POR Tiscar Lara 29/03/09 // Español
If it seems to be a challenge to work across the curriculum from art or build an Open-Roulotte for intervention in space, now is Amasté who dares working directly with teens, perhaps the age group most complex but probably the most exciting as well. Airoa and Txelu have brought to the Symposium his experience working with youth in the Basque Country in mediation, participation and socio-cultural action processes.
As they tell us, everything expanded from the monographic about teenagers they make for their magazine Eseté. Something happened then because it was the last number been published but also the beginning of a new stage in the project Almost 18. Since then, they have been working in designing processes to help boys and girls to become more critics and learn to tell their story in their own languages.

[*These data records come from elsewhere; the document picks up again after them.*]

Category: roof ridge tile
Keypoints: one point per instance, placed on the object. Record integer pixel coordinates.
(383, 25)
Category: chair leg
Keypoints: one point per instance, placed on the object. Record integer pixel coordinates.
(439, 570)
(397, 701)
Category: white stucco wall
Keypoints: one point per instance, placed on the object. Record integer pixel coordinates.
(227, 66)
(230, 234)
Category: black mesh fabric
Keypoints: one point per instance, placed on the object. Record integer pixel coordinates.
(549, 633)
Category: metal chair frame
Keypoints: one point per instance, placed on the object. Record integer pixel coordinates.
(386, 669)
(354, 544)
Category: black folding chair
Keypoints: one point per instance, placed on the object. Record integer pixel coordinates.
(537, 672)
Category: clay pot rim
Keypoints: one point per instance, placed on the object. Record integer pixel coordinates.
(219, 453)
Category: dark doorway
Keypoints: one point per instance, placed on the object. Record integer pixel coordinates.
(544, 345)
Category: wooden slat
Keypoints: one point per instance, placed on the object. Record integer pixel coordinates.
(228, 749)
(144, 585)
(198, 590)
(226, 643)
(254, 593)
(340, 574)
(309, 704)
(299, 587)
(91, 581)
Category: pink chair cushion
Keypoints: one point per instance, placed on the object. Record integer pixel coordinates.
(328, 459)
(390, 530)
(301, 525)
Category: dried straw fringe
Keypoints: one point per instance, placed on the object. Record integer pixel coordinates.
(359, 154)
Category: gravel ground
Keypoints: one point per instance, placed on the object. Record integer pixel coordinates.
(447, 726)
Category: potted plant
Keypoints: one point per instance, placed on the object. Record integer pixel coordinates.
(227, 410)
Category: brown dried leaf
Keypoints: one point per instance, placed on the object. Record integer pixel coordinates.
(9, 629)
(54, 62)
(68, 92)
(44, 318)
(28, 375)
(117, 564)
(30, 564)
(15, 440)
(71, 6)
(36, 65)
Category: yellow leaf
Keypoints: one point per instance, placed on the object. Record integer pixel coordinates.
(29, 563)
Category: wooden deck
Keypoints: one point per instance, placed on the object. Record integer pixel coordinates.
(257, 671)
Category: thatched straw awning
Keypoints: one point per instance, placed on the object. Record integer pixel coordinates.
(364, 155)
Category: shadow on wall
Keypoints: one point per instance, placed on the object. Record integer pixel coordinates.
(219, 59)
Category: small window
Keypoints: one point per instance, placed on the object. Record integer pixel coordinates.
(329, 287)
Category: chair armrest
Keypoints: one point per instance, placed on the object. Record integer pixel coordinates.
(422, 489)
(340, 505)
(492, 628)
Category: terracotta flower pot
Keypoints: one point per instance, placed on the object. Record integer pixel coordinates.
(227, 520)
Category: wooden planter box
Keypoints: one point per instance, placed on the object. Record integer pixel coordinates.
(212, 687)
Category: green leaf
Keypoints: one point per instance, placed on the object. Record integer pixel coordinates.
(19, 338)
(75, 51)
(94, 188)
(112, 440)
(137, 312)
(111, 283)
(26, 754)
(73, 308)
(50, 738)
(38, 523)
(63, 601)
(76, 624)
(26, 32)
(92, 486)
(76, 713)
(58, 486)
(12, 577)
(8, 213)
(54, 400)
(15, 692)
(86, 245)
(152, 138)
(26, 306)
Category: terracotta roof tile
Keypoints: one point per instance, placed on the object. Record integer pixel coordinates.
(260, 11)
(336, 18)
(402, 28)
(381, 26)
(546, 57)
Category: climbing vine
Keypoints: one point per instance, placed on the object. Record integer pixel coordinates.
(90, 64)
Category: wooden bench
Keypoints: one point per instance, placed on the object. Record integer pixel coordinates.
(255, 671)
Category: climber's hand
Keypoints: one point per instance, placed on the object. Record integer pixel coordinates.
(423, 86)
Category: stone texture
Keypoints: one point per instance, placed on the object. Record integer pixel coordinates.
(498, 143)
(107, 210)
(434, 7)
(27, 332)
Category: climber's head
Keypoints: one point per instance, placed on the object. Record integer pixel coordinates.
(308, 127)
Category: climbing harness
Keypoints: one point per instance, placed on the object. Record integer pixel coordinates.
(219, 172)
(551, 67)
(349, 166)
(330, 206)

Teenagers are often represented in the media as consumers and funders of tomorrow, but it does not give them a voice to express their own wishes, fears and concerns. As highlighted also in the presentation of the Bank of Common Knowledge, young people feel they are invisible and that nobody listens to them.
Amasté thinks it is important to teach them how to speak for themselves, using their tools and their own languages. Technology plays an important role but they conceive literacy from a broader sense, talking about media literacy rather than digital literacy, and always looking for the practices at the workshops to have visibility in the net, a fanzine or any other medium. In the words of Txelu, the aim is to help young people "build their own imagination and critical analysis of the world in which they are living", so the work of creativity is not only in terms of self-expression but it is also addressed as a project of civic engagement, "to learn from the other, to engage in sharing things to enhance the processes and feel part of the world".
Among its projects we can find journal fanzines in an online community, audiovisual production by mobile phone and creativity camps for future university students.